Entrevista: Primeiros passos

Uma das atividades mais básicas do jornalista é unir informações soltas e transformá-las em material que seja claro, rico e que, ao mesmo tempo, possa ser compreendido por qualquer pessoa independente do grau de instrução. Porém, na prática, nem tudo é tão fácil como na teoria. Cada área do jornalismo possui desafios que devem ser, diariamente, superados.

Na entrevista, a jornalista carioca Eliane Cantanhêde fala sobre os desafios que cercam a cobertura jornalística de assuntos políticos – principalmente para quem está começando a carreira. A primeira vez que ela teve contato com a prática jornalística foi em 1972 quando ainda cursava o 2º ano de Jornalismo na Universidade de Brasília (UnB). Esse ano marcou o início de suas aventuras como estagiária. Depois de 38 anos de profissão, somou experiências como repórter da revista Veja, colunista do Jornal do Brasil e do Estado de S. Paulo, além de ser diretora de redação das sucursais de O Globo, Gazeta Mercantil e da Folha de S. Paulo em Brasília. Desde 1997 a jornalista é colunista fixa da Folha nas versões impressa e online, onde escreve sobre política interna e externa, área social e comportamento.

A conversa sobre jornalismo em uma quente tarde de segunda-feira. Simpaticíssima e descontraída, apesar da impessoalidade do telefone, Eliane disse gostar de falar a estudantes, já que foi na faculdade onde “se encontrou” profissionalmente. Ela estava na redação da Folha quando respondeu às perguntas da repórter.

1 - Quais são os maiores desafios para fazer Jornalismo Político?

É ter fontes próximas o suficiente para te dar uma boa informação, mas longe o suficiente para você não ser contaminada e não tomar partido. É preciso equilíbrio. Estar pertinho para saber das coisas, mas sem se envolver.

2 – Você estipulou limites em relação ao envolvimento com suas fontes políticas?

Eu conheço fontes de todos os partidos, de todas as tendências, de todas as gerações. Mas eu não tenho vínculos com lado nenhum, com fonte nenhuma, partido nenhum.

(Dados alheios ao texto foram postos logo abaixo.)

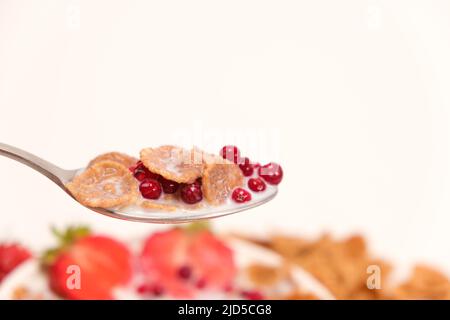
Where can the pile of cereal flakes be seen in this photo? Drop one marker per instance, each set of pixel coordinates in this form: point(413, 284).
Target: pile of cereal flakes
point(341, 265)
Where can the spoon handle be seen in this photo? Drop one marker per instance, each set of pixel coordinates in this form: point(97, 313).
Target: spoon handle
point(51, 171)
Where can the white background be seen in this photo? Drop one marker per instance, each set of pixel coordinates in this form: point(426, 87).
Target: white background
point(352, 96)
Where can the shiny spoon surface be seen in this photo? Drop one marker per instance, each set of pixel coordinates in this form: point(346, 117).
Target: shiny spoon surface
point(61, 177)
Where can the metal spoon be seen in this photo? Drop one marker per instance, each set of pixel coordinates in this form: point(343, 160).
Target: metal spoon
point(62, 176)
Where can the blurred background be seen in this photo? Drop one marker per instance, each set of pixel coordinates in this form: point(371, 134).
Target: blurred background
point(351, 97)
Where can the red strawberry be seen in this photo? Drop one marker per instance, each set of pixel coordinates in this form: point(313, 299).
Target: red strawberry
point(11, 256)
point(178, 259)
point(103, 264)
point(212, 259)
point(162, 255)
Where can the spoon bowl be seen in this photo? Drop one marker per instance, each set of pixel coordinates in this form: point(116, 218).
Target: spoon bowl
point(132, 213)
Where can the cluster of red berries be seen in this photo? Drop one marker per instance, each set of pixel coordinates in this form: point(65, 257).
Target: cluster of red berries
point(270, 173)
point(152, 185)
point(185, 274)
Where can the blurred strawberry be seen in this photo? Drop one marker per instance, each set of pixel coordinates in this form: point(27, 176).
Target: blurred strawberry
point(103, 264)
point(211, 259)
point(180, 259)
point(11, 256)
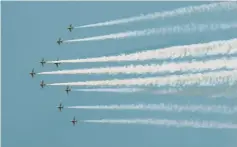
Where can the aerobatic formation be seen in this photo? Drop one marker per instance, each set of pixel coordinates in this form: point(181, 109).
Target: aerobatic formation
point(187, 70)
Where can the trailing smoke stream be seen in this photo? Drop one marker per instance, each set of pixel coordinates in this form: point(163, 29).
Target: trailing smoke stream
point(117, 90)
point(206, 79)
point(189, 28)
point(222, 47)
point(165, 14)
point(168, 123)
point(222, 109)
point(155, 68)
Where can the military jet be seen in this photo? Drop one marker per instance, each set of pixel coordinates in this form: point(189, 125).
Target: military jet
point(59, 41)
point(42, 62)
point(70, 28)
point(32, 73)
point(57, 63)
point(74, 121)
point(42, 84)
point(60, 107)
point(68, 89)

É claro que somos pessoas humanas. Têm pessoas com quem eu gosto mais de conversar e tem pessoas que eu gosto menos. Mas não deixo que isso interfira na minha capacidade de analisar e informar. E a gente aprende isso com a experiência.

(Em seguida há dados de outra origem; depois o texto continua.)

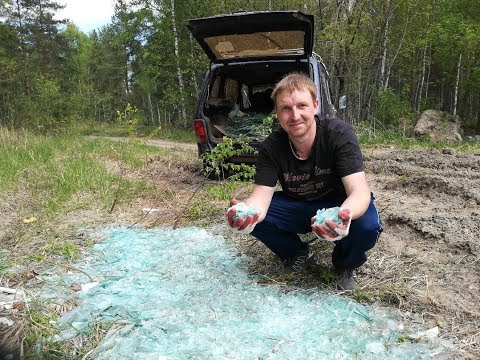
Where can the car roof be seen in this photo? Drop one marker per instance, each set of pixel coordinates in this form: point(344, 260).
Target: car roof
point(247, 36)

3 – Como não ser enganado pelo discurso político?

Esse é o grande pulo-do-gato. Quando você fica um repórter um pouco mais experiente, você colhe a declaração e contextualiza. Quando você fica mais experiente ainda - como acontece comigo, que trabalho com opinião - mais do que a frase, me interessa o porquê que aquela frase foi dita e como eu enxergo o que foi dito. Porque eu tenho que conhecer o personagem, os interesses daquele personagem, as alianças dele pra saber não o que ele disse, mas porquê ele disse.

4 – Que características um jornalista que cobre política precisa ter. Habilidades, afinidades?

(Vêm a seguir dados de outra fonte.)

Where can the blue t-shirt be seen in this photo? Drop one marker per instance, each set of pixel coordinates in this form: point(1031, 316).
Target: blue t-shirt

Primeiro: a cobertura política não é cartesiana. Em política, dois mais dois nem sempre são quatro. Então você precisa ler muito, ter uma boa capacidade de interpretação de texto e de fala, você precisa conhecer os personagens [os políticos] acompanhar o noticiário, não só o nacional, mas o dos estados também. E precisa ser muito, muito curioso. Tem que querer entender o que tá por trás das coisas e tentar projetar o que vai acontecer [depois] daquela reunião, daquela frase, daquele discurso. E as conseqüências dessas coisas todas.

5 – Para um estudante de jornalismo que deseja investir nessa especialidade, por onde começar? Com quem falar, que livros ler, que hábitos ter?

Coisa mais importante do mundo: gostar de ler jornal, revista, ouvir rádio e assistir aos principais telejornais do País – além de programas de TV, também. Tem uns [programas de TV] muito bons como o Roda Viva, por exemplo. Dessas coisas você tem que gostar mais do que da internet. Consultar a internet é bom, mas deturpa muito. Cada um escreve o que bem entende lá. No jornal [impresso], quem escreve é fiscalizado, você é cobrado pelo que escreve. Então eu sugiro que o jovem estudante leia jornal, leia revistas.

Além disso, tem outras coisas básicas como conhecer a história e a geografia brasileira, da América do Sul, da América Latina, do mundo. Quando fiz meu curso [de Jornalismo], por iniciativa própria estudei um pouco de Introdução ao Direito, Introdução às Relações Internacionais, Introdução à Economia e sempre estudei línguas. Você tem que ter uma visão geral, precisa saber ler um artigo da Constituição, precisa ter uma noção da área de Economia. E precisa entender que o Brasil não tá perdido no mundo, ele está inserido num todo.